Sunday, August 29, 2010

Saturday Suck: (365) Days of Lousy

Steve Almond is an awesome writer. But not his poetry. No, that is some pretty horrible dreck that makes even casual poetry listeners perk up their ears and say, "Am I crazy or is that just plain awful?"


Fortunately, Almond knows it. And will tell everyone within earshot about it, as in this piece about his experience as a short story writer temporarily converting to the Church of Poetry. A sample:


"I was going to be a new kind of poet, not obscure and effete, but gritty and plainspoken."


"I quickly mastered the poet voice, a sonorous patois with precise enunciations and dramatic half pauses that stressed the gravity of each syllable. Years later, I would crack up friends by reading, say, the ingredients on a soda can in my poet voice."

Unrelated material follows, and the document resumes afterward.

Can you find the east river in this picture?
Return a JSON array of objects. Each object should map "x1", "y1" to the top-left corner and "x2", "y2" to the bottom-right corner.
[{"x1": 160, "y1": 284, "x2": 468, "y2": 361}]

"I completed the manuscript within a few weeks and forced no fewer than four actual poets to read it. Their response was, in retrospect, idiotically generous. There was an awful lot of red ink to be parsed, but in my version of things, these were quick fixes. I was going to be a famous poet, without even committing suicide."

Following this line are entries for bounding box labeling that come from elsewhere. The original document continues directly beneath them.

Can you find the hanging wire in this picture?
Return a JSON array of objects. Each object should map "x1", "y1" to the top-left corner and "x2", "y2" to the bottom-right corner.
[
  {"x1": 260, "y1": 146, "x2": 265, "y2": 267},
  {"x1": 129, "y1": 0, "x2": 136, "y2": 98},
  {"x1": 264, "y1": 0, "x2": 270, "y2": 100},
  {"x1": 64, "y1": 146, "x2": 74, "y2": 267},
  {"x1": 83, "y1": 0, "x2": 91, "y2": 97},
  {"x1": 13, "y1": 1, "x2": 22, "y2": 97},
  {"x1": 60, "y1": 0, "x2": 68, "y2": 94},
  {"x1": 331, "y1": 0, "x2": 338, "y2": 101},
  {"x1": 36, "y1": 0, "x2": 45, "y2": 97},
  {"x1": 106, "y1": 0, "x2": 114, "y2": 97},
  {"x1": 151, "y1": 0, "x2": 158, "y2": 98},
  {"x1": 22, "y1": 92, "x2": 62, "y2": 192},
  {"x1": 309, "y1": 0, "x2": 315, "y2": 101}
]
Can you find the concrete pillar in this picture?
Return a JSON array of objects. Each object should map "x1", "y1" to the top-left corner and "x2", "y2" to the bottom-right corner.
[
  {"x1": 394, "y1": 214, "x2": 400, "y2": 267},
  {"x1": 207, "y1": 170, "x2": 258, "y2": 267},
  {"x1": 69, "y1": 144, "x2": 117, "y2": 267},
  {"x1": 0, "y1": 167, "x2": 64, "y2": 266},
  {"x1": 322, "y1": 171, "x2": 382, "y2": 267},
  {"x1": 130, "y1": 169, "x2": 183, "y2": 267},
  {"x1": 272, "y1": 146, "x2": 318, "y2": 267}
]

Before you read the sample poem, you really have to listen to this podcast: Poetry Off the Shelf: Seven Essential Dreams RevisitedIt's relatively short (fifteen minutes at the most) and pretty hysterical, trust me on this. 


I'll wait.




“I Hate Indian Summer” 
Steve Almond

          I hate Indian Summer, 
with its glib promises like the early hours 
of love before anyone burps or tells the truth. 
I hate Indians for that matter, their spent 
nobility and chirping casinos, the wrongs they drag 
behind them like a doom we must forever heed. 
          You hear so much about the light 
is the annoying part, the coppery light, 
the autumnal light, the hue of dying leaves 
under the full moon. God, I hate the full moon, 
its fat romantic doubletalk and dopey yellow 
winks. Would you believe I’m in love? 
          Fallen hard for some tootsie 
who writes pamphlets about Indian Summer 
and Indians and full moons, who has nothing in common 
with me but an occasional bad mood and a taste 
for chicken mole, who won’t let me be 
even when I plead with her to never leave.




A note from the poet: "You will notice a couple of things. First, the weird indentation. Is there some greater aesthetic purpose? I very much doubt it. Second, that I am a bigot willing to say stupid things about Indians in an effort to sound edgy. Third, that utterly nonsensical final couplet. What can I say? I hate to disappoint my fans."